We spent the night at a County Campground along the Apple River. The next day we drove to the City of Amery to explore the Apple River. We launched from a small park on Cross Avenue and spent three hours on the water paddling to Black Brook Flowage Access at 110th Street. The Apple River had more shallow spots and was a lot busier than the Yellow River! We paddled past fishermen, other paddlers who were floating, fishing, and people wading along the banks with their dogs. There was also a nice headwind in several areas so we had to work a little harder! We staged our bikes at the River access and thankfully had the wind at our backs as we pedaled the 3.5 miles back into Amery and the Church parking lot where we left the van. The sun was setting as we drove back to gather our gear, load the kayaks and head home to Minnesota. It was another great day on the water!

Dan & Sandra on the Deschutes River                                                                                                                     September 2022

Our youngest son, Simon, was 10 years old when we started this business and has graduated from (the U of M and) CW Outfitting to faster moving waters! He’s worked as a rafting guide at Deschutes River Adventures in Maupin, Oregon for the past two summers and loved it! We drove out to Oregon at the end of September to visit him and close out the rafting season with him and two of his guide buddies. Ruby worked with Simon at Deschutes River Adventures and Kailyn’s family owns and operates River Trails Rafting in Maupin.

The temp was a fair 70 degrees and the sun was shining as the 14’ raft was loaded on top of Ruby’s Subaru. We headed through town, across the bridge over the Deschutes, and down along the river canyon to leave a car at the take-out, then piled into the Subaru and headed back up the winding river road to the put-in about 5 miles north of Maupin. A couple of us donned splash jackets under our PFD’s and neoprene booties before we pushed off and got the basic River Guide’s safety speech as Simon, Ruby, and Kailyn put on their “guide hats”. A mile down river, Simon navigated us through Class 2 & 3 rapids. We stayed pretty dry paddling through the Wapinitia wave train, went spinning through Tea Cups, and ran sideways through Devils Hole, “accidently” getting wet, of course! Then we got up on the pillow at Boxcar and turned down into another hole, coming out on top! We paddled two miles of lower Class 2’s until we came into town, floating under the bridge at Maupin. About forty minutes of flatwater paddling brought us to Surf City’s Class 2 rapid. After that, we hopped out on a sand bar to get another safety briefing and tuck away sunglasses and hats that we didn’t want to lose to the river before we smashed the Class 4 rapids at Oak Springs!  We hung out in the Champagne Room (eddy) for a bit before we headed downstream past a few fishermen casting from shore and through Class 2 rapids where the White River flows into the Deschutes.

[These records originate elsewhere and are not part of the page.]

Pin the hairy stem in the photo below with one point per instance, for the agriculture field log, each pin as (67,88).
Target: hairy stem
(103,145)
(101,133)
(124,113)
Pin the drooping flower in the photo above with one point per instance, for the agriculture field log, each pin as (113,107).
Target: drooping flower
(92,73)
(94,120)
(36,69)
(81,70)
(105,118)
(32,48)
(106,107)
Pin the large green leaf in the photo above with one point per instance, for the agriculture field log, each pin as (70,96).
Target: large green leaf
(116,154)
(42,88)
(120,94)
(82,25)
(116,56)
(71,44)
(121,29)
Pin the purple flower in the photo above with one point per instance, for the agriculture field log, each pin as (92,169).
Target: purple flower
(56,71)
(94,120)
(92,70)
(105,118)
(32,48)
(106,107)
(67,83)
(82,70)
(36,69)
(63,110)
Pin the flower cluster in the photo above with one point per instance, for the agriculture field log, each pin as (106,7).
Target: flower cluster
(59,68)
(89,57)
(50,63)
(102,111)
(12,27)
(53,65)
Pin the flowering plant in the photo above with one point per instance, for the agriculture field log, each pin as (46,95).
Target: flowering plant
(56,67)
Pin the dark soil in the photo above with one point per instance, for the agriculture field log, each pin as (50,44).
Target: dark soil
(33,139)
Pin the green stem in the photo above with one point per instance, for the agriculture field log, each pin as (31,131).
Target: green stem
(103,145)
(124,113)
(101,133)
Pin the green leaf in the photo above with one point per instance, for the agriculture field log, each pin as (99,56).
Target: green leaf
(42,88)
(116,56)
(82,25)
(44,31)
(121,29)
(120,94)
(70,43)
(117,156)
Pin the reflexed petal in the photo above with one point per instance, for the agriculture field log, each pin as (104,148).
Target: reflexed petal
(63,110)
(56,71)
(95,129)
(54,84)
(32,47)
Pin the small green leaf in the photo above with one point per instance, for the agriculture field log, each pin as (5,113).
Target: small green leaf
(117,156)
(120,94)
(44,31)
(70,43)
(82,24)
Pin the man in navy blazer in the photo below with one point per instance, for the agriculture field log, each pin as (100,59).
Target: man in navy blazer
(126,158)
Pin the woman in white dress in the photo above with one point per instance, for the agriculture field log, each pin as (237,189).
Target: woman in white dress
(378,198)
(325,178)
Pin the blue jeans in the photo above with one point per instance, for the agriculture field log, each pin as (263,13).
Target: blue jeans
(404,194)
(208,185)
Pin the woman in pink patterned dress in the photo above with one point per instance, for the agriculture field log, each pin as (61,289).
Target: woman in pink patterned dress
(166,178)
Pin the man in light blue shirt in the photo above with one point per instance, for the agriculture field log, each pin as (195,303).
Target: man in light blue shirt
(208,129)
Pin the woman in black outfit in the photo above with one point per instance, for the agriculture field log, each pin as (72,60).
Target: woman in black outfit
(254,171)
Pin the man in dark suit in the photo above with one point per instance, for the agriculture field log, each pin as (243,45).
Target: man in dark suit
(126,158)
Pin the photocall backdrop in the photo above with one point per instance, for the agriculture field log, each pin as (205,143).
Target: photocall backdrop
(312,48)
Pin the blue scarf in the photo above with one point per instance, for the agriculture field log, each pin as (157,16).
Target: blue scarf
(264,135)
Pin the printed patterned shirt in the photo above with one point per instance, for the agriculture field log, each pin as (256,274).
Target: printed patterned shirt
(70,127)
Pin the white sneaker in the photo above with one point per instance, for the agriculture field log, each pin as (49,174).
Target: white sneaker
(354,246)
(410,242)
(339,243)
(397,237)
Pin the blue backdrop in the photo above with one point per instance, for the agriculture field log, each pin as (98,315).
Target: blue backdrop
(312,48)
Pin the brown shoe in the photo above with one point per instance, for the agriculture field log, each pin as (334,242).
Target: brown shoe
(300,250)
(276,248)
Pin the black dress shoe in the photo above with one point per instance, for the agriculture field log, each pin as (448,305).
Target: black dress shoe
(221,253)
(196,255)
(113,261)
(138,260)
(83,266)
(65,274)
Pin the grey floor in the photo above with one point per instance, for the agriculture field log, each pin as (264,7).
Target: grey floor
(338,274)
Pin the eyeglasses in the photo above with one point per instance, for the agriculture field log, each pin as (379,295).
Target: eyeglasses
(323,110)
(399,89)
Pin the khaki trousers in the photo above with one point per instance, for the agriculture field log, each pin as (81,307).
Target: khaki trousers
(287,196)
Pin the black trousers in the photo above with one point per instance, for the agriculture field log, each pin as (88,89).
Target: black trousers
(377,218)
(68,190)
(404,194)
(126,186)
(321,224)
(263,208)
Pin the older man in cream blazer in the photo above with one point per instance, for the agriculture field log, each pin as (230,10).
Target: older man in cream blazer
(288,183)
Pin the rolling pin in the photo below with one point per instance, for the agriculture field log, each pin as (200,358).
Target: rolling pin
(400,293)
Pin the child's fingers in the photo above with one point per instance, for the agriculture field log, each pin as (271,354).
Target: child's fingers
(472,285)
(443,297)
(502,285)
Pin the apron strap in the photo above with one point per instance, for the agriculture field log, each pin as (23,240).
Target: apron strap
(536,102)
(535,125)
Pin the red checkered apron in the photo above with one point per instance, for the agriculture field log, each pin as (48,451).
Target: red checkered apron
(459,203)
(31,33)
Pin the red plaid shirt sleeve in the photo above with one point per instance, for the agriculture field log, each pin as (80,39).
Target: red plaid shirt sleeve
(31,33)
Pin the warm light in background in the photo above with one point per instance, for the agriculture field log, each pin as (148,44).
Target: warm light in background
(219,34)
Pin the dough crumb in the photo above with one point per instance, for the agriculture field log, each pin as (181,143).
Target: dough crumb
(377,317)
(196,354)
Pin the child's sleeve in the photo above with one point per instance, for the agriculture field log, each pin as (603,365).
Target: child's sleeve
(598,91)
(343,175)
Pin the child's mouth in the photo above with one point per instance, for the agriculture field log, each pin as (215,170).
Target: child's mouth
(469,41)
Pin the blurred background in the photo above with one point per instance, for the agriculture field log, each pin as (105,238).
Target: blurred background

We wound down the river as the afternoon shadows stretched over the canyon walls. Simon and Sandra took turns “riding the bull” through Class 2 rapids at Upper Elevator and Lower Elevator as Kailyn took the Guide reins. We welcomed the sunshine as we finished the 13 mile run where the canyon walls open up at Sandy Beach take out. We were fortunate to have Casey, an Imperial Rafting Company driver, graciously agree to trailer our raft back to town, along with their rafting guests that got off the river a few minutes after us. It was a beautiful day rafting the Deschutes with our crew of awesome guides!

We ended the day taking in an awe inspiring sunset at Smith Rock State Park where the Crooked River winds through rock spires in Oregon’s High Desert.